West Indies vice-captain Sarwan, a right-handed batsman from Guyana, scored only 3 and 23 in the first Test, which Pakistan won convincingly by nine wickets on Tuesday to take 1-0 lead in the three-Test series.
The second Test begins in Pakistan captain Inzamam-ul-Haq's hometown Multan from Sunday.
"Losing the first Test was a huge blow to us but we have two Tests to go," Sarwan said. "This one (Multan Test) is special because we have to win this to draw the series." The last Test of the series will be played at Karachi from November 27 to December 1.
"We would have to go in the final Test at Karachi with a win so that the series is still open but for that we have to play well in all departments."
Sarwan, who has scored 4,233 runs with nine centuries from 64 tests, has been in poor form for the last two months. During a triangular series in Malaysia that included India and Australia, he scored only 112 runs in five matches. In the last month's Champions Trophy in India, he managed 137 runs in six innings.
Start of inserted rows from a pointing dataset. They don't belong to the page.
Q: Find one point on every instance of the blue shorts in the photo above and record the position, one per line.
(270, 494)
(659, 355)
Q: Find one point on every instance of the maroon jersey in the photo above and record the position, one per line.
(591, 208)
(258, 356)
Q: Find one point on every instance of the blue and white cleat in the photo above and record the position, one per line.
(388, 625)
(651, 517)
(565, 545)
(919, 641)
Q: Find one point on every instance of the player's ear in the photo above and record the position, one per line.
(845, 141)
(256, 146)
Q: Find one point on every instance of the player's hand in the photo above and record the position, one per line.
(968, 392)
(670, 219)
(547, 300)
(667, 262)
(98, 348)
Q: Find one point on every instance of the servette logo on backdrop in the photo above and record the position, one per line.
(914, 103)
"I have been in the poorest form for the longest while now and haven't scored on the entire trip to Asia," Sarwan said. "I am looking to put together a big score in this test to help my team. I am very determined than any other time."
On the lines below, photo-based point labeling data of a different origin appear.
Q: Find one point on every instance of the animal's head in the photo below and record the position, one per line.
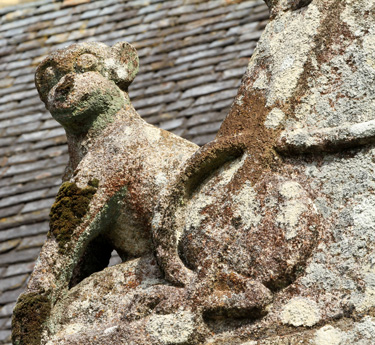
(84, 80)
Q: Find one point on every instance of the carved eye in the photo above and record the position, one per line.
(86, 62)
(49, 76)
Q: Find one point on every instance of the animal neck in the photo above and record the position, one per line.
(80, 143)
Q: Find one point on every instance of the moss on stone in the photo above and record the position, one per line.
(29, 315)
(71, 205)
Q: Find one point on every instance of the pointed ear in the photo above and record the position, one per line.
(126, 66)
(277, 6)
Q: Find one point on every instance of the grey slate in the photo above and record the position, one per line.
(193, 54)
Sarwan fell to a controversial decision by Sri Lankan umpire Asoka de Silva in the first test against Pakistan at Lahore, when television replays showed the ball hit the right-handed batsman high on the thigh pad.
"There were some other things which did not go well and those were totally out of our control," Sarwan said.
In the absence of two banned fast bowlers Shoaib Akhtar and Mohammad Asif, Pakistan's second string pacemen Umar Gul and Shahid Nazir took 15 wickets between them in the first test. Sarwan said the West Indies batsmen must improve if the team's bowlers are to be able to put pressure on Pakistan. The tourists batting lineup managed just 206 runs in the first innings at Lahore.
"Getting out for 206 on the first day on that sort of a wicket made it difficult for us to come back," Sarwan said. "We have to do our job and the bowlers have to do theirs," he said. "We need to prove ourselves in different situations."